Las complejidades de los elementos más simples de la
naturaleza, desde un virus, requieren una estructura, organización y
funcionamiento inteligente, que es imposible ser entendida sin que haya un
creador. Ya no se trata de religión contra ciencia como dice el Doctor Thomas
Woodward, historiador de la ciencia, quien es uno de los contradictores de
Darwin, al referirse al trabajo acertado del bioquímico Michael Behe, sobre la
complejidad irreducible, pues quitarles las partes estructurarles de un
sistema, y pretender que este funcione, o que una inteligencia ciega coloque
todo en su lugar, es salirse de la ciencia, como le ocurrió al paleontólogo y
filósofo jesuita Teilhard de Chardin.
El código natural y el código cultural son distintos, ya
que el primero posee una inteligencia o diseño que no puede explicarse desde sí
mismo; es decir es creado y controlado, lo que lleva a esta disyuntiva: O
aceptamos que existe un creador o no negamos la mínima posibilidad y
probabilidad de entender la extrema inteligencia que subyace al universo. Así
que no hay la posibilidad de negar a Dios desde la filosofía y la ciencia, y lo
único inteligente es guardar silencio frente al orden natural, por no tener
otra explicación.
La inteligencia en la naturaleza está fuera de ésta; la
naturaleza no piensa, pero obedece a un diseño inteligente. Sería imposible
pensar en la ciencia sin que su objeto fuese incapaz de ser explicado, o
explicado a partir del desorden; a pesar de eso, hay una religión secular de
filósofos de la complejidad que así lo proponen, y muchos que ignoran lo mínimo
de la ciencia le siguen sus disparates.
Más bien la naturaleza muestra lo inverso, va del orden al
desorden como fue planteado por Newton, con la ley de la entropía. Hasta temas
de moda, como la resiliencia, evidencian esa ley de Newton, que muestra que el
universo va del orden al desorden y no a lo inverso; y a pesar que la
homeostasis evidencia la tendencia de los sistemas a mantener el orden, prima
la desorganización, que en el caso de la vida implica la inevitabilidad de la
muerte; esto se sabía seis siglos antes de Cristo, como lo propuso el médico y
filósofo griego Alcmeón de Crotona sobre cómo se genera la enfermedad, y esta
misma explicación se asume desde la epistemología de la medicina oriental, donde
la salud es vista como el equilibrio natural, y la muerte como el desequilibrio
o desorden del sistema. Obviamente, hay una explicación teológica para esto,
como está consignado en la segunda epístola universal del Apóstol Pedro.

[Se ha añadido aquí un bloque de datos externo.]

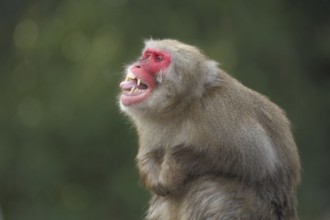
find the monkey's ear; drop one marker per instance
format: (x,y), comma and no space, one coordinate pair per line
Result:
(212,74)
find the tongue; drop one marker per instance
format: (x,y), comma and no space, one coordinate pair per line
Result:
(127,84)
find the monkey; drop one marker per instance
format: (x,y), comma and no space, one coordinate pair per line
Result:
(209,147)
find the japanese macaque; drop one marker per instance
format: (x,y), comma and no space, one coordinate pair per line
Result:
(209,147)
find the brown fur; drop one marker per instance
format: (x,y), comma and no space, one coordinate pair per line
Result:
(210,148)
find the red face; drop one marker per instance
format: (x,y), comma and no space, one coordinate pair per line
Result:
(140,79)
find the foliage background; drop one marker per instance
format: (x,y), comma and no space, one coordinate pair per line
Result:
(65,150)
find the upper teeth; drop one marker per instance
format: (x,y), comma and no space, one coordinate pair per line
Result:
(131,76)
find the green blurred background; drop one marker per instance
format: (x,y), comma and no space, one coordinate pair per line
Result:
(66,153)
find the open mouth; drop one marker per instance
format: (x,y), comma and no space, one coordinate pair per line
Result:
(133,89)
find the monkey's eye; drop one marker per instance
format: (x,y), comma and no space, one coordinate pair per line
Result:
(159,57)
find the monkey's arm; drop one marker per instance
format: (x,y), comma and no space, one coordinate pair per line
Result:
(167,171)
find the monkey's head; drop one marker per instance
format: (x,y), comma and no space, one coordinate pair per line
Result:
(168,76)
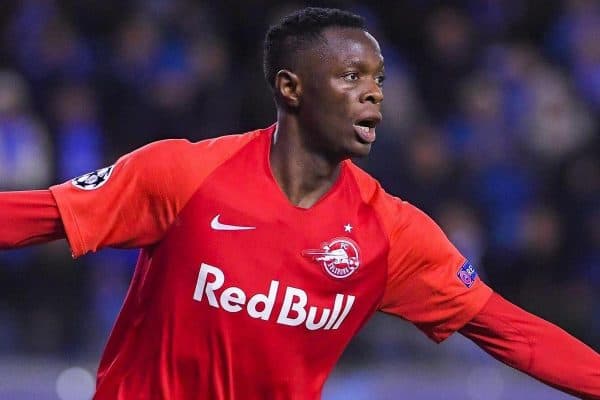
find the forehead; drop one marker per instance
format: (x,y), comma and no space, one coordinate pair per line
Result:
(349,46)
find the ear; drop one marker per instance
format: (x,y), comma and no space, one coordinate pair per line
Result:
(288,88)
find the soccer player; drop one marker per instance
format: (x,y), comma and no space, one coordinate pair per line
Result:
(264,253)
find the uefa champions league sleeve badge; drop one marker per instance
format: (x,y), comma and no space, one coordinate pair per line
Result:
(93,180)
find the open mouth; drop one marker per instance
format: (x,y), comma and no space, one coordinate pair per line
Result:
(365,129)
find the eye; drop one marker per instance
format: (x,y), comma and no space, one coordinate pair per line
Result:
(351,76)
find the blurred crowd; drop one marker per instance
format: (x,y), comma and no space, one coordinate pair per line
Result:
(491,125)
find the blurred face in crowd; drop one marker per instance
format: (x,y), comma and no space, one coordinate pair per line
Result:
(340,93)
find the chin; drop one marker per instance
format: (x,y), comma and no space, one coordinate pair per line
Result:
(359,150)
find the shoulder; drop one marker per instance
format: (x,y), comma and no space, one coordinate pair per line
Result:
(391,210)
(215,148)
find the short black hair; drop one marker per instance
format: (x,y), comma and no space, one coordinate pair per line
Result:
(297,30)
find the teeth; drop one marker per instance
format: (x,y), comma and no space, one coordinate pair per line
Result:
(365,129)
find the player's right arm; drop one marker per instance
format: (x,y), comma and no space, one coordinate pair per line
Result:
(29,217)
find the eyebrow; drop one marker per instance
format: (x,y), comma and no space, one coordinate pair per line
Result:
(357,62)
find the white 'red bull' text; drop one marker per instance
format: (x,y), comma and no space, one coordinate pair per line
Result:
(293,311)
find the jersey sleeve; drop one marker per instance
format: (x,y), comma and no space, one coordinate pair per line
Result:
(429,282)
(129,204)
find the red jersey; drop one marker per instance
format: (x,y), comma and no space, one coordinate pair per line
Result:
(239,294)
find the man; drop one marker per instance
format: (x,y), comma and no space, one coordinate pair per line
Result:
(264,253)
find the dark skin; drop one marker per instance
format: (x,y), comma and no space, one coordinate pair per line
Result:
(335,86)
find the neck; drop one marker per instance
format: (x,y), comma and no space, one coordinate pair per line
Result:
(302,173)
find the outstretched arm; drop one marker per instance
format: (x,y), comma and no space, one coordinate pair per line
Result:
(535,347)
(28,217)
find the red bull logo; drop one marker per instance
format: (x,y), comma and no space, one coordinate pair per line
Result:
(339,257)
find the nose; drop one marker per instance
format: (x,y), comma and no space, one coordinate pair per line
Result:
(372,94)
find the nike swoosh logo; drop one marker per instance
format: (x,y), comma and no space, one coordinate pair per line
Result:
(218,226)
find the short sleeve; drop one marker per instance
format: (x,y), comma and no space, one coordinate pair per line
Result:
(429,282)
(129,204)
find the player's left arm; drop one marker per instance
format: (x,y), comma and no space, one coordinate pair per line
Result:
(535,347)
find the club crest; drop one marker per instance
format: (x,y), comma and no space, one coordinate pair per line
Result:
(339,257)
(93,180)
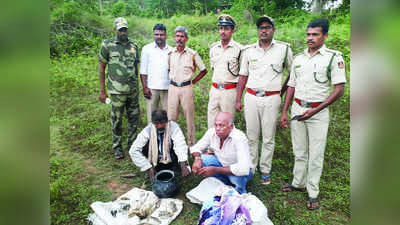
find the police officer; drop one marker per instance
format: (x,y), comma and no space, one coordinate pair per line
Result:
(120,54)
(183,62)
(313,72)
(261,72)
(225,60)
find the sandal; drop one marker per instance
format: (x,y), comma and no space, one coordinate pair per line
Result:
(311,202)
(265,179)
(290,188)
(118,155)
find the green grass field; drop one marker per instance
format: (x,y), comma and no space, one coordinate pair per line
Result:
(82,167)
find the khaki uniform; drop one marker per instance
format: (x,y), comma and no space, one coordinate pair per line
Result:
(182,68)
(264,69)
(122,85)
(223,100)
(309,77)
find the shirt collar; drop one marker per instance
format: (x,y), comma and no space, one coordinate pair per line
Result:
(156,46)
(230,44)
(272,44)
(321,51)
(116,41)
(175,49)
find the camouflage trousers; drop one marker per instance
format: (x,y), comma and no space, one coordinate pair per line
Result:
(120,102)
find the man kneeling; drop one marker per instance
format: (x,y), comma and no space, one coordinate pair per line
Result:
(229,160)
(160,146)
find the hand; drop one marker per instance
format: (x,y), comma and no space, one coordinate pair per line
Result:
(102,97)
(147,93)
(185,171)
(151,174)
(284,120)
(307,114)
(238,106)
(197,164)
(207,171)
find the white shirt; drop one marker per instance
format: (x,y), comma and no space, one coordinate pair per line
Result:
(154,64)
(180,147)
(234,152)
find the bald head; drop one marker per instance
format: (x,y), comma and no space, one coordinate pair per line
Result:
(225,116)
(223,124)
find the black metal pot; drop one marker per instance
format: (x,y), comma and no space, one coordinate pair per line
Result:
(165,184)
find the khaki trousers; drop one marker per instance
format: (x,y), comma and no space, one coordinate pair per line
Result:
(183,96)
(221,100)
(158,97)
(261,112)
(309,140)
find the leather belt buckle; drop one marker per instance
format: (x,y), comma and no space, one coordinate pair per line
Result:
(305,104)
(260,93)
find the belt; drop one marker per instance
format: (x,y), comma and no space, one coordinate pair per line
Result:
(307,104)
(180,84)
(224,86)
(262,93)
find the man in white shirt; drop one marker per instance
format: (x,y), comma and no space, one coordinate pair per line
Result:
(227,145)
(154,71)
(160,146)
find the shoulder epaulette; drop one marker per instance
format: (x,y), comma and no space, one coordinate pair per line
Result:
(214,44)
(333,51)
(191,51)
(249,46)
(282,43)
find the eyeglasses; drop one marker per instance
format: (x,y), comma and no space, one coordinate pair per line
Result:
(265,27)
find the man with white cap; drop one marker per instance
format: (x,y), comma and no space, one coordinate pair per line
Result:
(261,71)
(121,56)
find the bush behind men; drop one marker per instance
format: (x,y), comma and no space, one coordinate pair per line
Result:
(311,75)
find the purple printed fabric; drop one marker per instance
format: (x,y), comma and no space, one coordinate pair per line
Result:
(226,210)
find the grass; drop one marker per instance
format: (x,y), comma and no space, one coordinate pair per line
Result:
(82,168)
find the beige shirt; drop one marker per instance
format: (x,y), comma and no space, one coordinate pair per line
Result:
(219,58)
(182,67)
(264,68)
(180,147)
(309,74)
(234,152)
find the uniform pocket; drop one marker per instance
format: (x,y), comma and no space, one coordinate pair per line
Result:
(277,68)
(114,57)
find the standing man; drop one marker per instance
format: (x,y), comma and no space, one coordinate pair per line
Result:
(313,72)
(230,161)
(183,62)
(261,72)
(121,56)
(225,60)
(154,71)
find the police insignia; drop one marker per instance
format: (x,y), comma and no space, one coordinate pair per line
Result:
(341,64)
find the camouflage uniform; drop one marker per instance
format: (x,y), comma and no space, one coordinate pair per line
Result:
(122,85)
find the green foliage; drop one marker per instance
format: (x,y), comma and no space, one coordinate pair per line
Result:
(118,9)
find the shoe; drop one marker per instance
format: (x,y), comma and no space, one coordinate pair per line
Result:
(312,202)
(265,179)
(290,188)
(118,154)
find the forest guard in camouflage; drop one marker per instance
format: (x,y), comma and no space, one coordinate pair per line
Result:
(121,56)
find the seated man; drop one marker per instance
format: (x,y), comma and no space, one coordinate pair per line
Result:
(160,146)
(230,161)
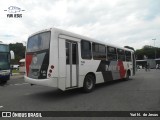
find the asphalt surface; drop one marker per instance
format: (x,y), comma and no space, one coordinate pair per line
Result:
(141,93)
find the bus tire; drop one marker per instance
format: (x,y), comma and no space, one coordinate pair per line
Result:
(89,83)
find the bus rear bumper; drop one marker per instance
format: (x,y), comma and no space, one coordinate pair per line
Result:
(52,82)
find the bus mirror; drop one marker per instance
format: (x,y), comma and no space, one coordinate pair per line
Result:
(12,55)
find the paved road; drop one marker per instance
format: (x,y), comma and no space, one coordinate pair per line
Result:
(141,93)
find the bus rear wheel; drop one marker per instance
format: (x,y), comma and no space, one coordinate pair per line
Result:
(89,83)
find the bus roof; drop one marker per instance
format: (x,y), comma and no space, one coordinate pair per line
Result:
(64,32)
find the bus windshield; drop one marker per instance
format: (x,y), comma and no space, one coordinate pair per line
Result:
(4,61)
(4,48)
(39,42)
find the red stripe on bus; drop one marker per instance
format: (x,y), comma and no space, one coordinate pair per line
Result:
(28,62)
(122,71)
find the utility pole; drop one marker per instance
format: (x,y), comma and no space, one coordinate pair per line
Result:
(154,47)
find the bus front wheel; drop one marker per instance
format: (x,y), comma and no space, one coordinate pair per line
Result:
(89,83)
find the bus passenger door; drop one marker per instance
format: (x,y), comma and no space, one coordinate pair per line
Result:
(71,64)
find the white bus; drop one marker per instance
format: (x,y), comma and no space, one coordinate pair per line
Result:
(5,58)
(22,65)
(65,60)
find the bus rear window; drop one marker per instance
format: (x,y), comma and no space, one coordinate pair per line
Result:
(4,48)
(39,42)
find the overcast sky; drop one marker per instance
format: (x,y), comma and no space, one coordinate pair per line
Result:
(122,22)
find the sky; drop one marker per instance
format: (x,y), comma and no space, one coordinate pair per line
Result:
(132,23)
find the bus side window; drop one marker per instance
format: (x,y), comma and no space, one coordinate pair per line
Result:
(86,49)
(99,51)
(121,55)
(111,53)
(128,55)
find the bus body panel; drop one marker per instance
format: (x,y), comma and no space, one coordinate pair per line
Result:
(71,75)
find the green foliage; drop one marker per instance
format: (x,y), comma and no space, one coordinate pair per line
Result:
(149,51)
(19,51)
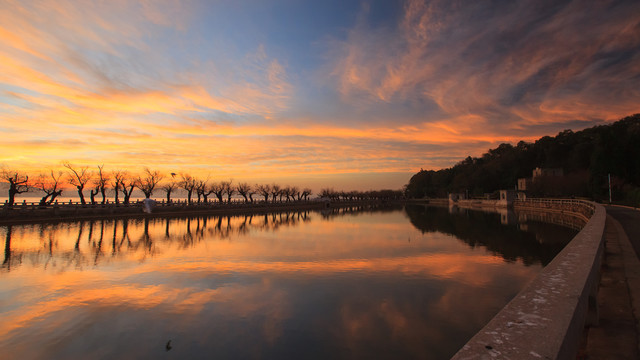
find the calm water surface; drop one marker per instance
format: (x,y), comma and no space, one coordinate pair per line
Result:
(406,283)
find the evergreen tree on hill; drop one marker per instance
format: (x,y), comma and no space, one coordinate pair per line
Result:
(586,156)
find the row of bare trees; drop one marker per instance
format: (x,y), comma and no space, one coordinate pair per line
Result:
(334,195)
(100,182)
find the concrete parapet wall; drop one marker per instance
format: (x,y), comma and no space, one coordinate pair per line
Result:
(547,318)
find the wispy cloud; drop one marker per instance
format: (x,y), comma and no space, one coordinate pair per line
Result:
(509,65)
(136,82)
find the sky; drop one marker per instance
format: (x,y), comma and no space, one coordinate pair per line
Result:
(353,95)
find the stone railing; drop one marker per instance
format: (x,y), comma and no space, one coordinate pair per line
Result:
(546,319)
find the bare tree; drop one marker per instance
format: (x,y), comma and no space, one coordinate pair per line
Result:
(306,192)
(148,181)
(275,191)
(93,192)
(118,177)
(188,183)
(264,190)
(169,187)
(295,193)
(244,189)
(101,183)
(229,189)
(49,187)
(18,184)
(218,190)
(78,178)
(203,190)
(127,184)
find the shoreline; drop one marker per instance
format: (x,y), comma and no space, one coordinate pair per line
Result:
(35,214)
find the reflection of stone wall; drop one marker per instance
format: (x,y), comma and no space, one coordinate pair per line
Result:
(487,228)
(567,219)
(546,320)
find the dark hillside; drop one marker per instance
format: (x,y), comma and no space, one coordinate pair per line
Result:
(586,157)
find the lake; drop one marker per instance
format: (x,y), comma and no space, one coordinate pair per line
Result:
(409,282)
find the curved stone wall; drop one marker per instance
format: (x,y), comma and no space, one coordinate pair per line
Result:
(546,319)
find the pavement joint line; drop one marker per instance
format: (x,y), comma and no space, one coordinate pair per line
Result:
(632,273)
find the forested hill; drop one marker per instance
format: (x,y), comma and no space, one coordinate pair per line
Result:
(586,157)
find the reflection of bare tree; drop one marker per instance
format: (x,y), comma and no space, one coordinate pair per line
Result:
(80,228)
(61,248)
(98,247)
(7,249)
(113,241)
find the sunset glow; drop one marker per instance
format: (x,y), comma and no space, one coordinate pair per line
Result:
(353,95)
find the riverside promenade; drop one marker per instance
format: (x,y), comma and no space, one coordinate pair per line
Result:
(616,335)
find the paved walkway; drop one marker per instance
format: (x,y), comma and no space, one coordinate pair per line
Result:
(616,334)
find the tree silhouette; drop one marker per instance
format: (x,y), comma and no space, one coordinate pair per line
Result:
(229,189)
(118,176)
(168,188)
(218,190)
(275,192)
(188,183)
(127,184)
(101,183)
(49,187)
(244,189)
(18,183)
(79,178)
(264,190)
(148,181)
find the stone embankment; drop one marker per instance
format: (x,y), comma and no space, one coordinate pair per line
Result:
(546,320)
(33,212)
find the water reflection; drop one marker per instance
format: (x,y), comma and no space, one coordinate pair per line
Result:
(342,283)
(528,239)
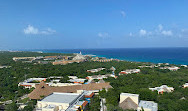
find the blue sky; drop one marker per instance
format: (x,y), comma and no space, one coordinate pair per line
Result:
(59,24)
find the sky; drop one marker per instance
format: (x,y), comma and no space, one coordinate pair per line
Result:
(74,24)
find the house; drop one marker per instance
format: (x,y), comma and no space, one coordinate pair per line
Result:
(44,90)
(96,77)
(88,96)
(64,62)
(128,101)
(147,106)
(62,101)
(79,56)
(50,57)
(172,68)
(23,58)
(78,80)
(95,70)
(162,89)
(183,65)
(4,67)
(31,82)
(185,85)
(129,71)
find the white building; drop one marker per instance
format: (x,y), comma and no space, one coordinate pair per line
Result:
(162,89)
(185,85)
(31,82)
(129,71)
(95,70)
(172,68)
(61,102)
(131,101)
(79,56)
(184,65)
(147,106)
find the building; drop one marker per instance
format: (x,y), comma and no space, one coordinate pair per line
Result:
(95,70)
(183,65)
(185,85)
(61,102)
(79,56)
(64,62)
(44,90)
(78,80)
(23,58)
(162,89)
(4,67)
(128,101)
(172,68)
(129,71)
(147,106)
(31,82)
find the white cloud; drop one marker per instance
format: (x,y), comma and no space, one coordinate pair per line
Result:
(103,34)
(131,34)
(123,13)
(142,32)
(32,30)
(167,33)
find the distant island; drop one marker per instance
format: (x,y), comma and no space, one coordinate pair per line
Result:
(31,79)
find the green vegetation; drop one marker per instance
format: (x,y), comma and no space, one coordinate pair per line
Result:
(133,83)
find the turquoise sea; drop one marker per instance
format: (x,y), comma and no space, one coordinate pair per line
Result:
(155,55)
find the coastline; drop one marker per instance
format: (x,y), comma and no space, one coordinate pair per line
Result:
(176,56)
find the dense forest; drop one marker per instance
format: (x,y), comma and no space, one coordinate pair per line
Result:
(132,83)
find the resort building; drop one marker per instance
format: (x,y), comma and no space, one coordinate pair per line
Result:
(62,102)
(4,67)
(44,90)
(183,65)
(64,62)
(95,70)
(162,89)
(23,58)
(31,82)
(172,68)
(147,106)
(128,101)
(79,56)
(185,85)
(129,71)
(78,80)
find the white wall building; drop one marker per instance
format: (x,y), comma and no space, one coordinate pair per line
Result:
(147,106)
(161,89)
(61,102)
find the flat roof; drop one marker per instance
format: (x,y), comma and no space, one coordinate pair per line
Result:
(149,104)
(61,97)
(129,94)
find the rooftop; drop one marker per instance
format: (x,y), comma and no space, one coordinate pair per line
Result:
(149,104)
(61,97)
(129,94)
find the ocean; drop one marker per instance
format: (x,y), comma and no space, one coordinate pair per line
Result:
(154,55)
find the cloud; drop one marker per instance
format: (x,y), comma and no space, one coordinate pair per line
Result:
(123,13)
(130,34)
(160,27)
(32,30)
(167,33)
(103,34)
(142,32)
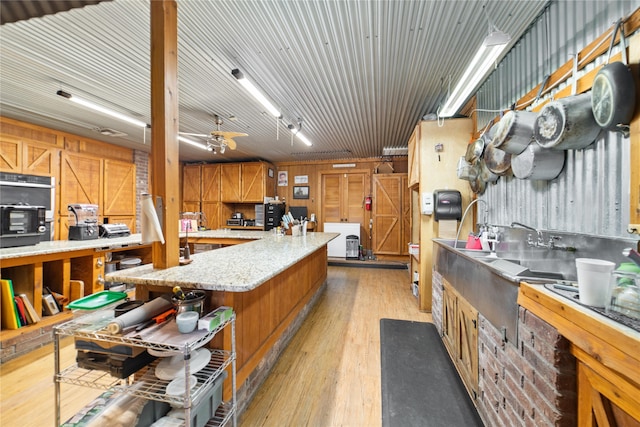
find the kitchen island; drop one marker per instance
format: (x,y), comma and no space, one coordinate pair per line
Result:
(270,281)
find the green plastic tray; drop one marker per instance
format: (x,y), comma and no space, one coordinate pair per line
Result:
(97,300)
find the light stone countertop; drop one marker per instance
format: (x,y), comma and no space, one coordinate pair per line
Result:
(237,268)
(62,246)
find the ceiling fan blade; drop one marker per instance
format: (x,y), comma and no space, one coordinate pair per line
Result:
(201,135)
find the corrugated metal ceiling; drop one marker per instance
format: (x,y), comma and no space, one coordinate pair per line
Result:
(358,74)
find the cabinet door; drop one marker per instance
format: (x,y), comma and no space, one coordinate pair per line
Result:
(406,215)
(210,183)
(191,181)
(253,177)
(354,192)
(10,155)
(230,179)
(332,198)
(40,160)
(468,345)
(449,320)
(387,220)
(119,196)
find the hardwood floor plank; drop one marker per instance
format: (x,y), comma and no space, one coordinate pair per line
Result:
(329,375)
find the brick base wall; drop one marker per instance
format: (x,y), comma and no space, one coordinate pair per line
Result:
(528,383)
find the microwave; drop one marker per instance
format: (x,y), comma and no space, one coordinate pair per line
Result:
(21,225)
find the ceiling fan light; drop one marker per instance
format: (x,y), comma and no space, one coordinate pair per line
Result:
(191,142)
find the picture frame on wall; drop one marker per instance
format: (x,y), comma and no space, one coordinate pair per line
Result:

Incluso en biología puede evidenciarse la entropía con el
tema de las mutaciones, pues la genética demuestra que las mutaciones son
negativas, es decir implican desorganización, lo que es una prueba más de la
inconsistencia del evolucionismo.
La existencia de la ciencia es la mayor prueba que a los
objetos de investigación y a toda la realidad le subyace una inteligencia, que
busca entenderse a través de leyes y de probabilidad, como también por
interpretación desde la hermenéutica, o de la comprensión fenomenológica, o de
los enfoques sistémicos, que en lenguaje epistemológico se consideran
paradigmas científicos.
No hay ideas propias en la naturaleza, eso sólo lo puede
hacer el ser humano; así que controlar al ser humano desde su mente es
contrario a cómo Dios creó al hombre, con la capacidad de decisión y de
construir cultura.
Toda la filosofía que intenta explicar o entender el orden
a partir del azar es contraria a la existencia misma de la ciencia y a sus
evidencias históricas. Explicación e impredecibilidad se oponen, así que
explicar implica que se puede entender que las cosas tienen causas y efectos;
pero suponer que el universo se formó desde lo micro a lo macro, o lo inverso,
por el azar, es insostenible filosófica y científicamente, hasta el punto de
negar la razón de ser de la filosofía y la ciencia misma. La idea de
descubrimiento científico es un concepto carente de significado, si no se tiene
en cuenta una lógica o relación de variables que subyace a la realidad.